QT interval algorithm
This was done using a graphical interface of digitized ECG where the time of the "R" wave was obtained using a peak detection algorithm. ,, Then, the operator provided the program with the beginning and the end of the QT wave template. This algorithm finds the QT interval for each beat using the time-stretch model. If the operator chooses a longer QT template, all the QT intervals will be biased accordingly. This algorithm should only be used to study QT variability and not the mean QT. The R-R interval and QT interval data were sampled at 4 Hz to obtain instantaneous HR and QT intervals.

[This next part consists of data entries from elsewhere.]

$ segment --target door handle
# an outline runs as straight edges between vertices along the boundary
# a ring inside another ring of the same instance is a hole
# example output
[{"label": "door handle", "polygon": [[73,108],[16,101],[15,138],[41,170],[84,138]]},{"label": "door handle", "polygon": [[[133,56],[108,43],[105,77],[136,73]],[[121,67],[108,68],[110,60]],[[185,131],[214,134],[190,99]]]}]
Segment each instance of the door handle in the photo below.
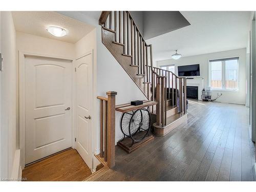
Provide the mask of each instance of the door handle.
[{"label": "door handle", "polygon": [[88,117],[87,117],[87,116],[84,116],[84,118],[86,119],[91,119],[91,116],[89,115]]}]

Using a 4 Hz sampling rate allowed an accurate estimation of the power spectrum up to 1 Hz. These data were edited using software, which eliminated premature beats using a linear spline approach. The data were then detrended using the best-fit line before the computation of spectral analyses.
Four oscillometric BP cuffs were applied to the four limbs. Lead I ECG electrodes were applied, and a phonocardiogram (PCG) sensor was placed on the V2 position on the chest. The test was then initiated to inflate and deflate all the four cuffs together with lead I ECG and PCG monitoring. The carotid sensor was placed on the right carotid artery using a collar-shaped sensor. Two sets of records were taken, each of 30-s duration. The machine had built-in software, which automatically calculated all the vascular indices. The sampling rate was 1024 Hz for the signals. The following is a description of different measures that were obtained from the Vascular Profiler:
Systolic BP (SBP), diastolic BP (DBP), mean arterial pressure (MAP), and pulse pressure (PP: SBP-DBP) are the averages of 60 s of data. MAP was calculated as DBP + 1/3 rd of PP (SBP-DBP). PWV is the speed at which the pulse is transmitted from the heart to the end artery when blood is expelled during contraction. It was mainly used to evaluate the hardness of the artery wall.
PWV + L (distance)/pulse transit time.
BAPWV indicates brachial to ankle PWV. The distance was measured by VP-1000 and is automatically calculated by patient's height based on statistical studies. An increase in this measure indicates arterial stiffening. Arterial stiffness percentage was calculated according to the normal values of the population and also taking gender into account. This is expressed in percentage.
For ABI data, the higher brachial SBP data were used. ABI is Ankle SBP/brachial SBP. This is mainly used to evaluate atherosclerosis. A low value of <0.9 indicates peripheral occlusive vascular disease in the lower extremities and may correlate with other regions as well. A high value over 1.2 or 1.3 may indicate a single or multiple vessel stenosis.
Measurement principle for the blood pressure
The machine detected the pulsation of the artery, caused by the contraction of the heart, as the pressure oscillation in the cuff. The relationship between the changes of cuff pressure and its oscillation was stored in memory and used to determine BP. When the cuff pressure oscillation increased rapidly, it was taken as SBP and when the oscillation decreased rapidly it was taken as DBP. Cuff pressure, when the oscillation reached a peak, was taken as MAP. This was not affected by external noise or electrical signal units.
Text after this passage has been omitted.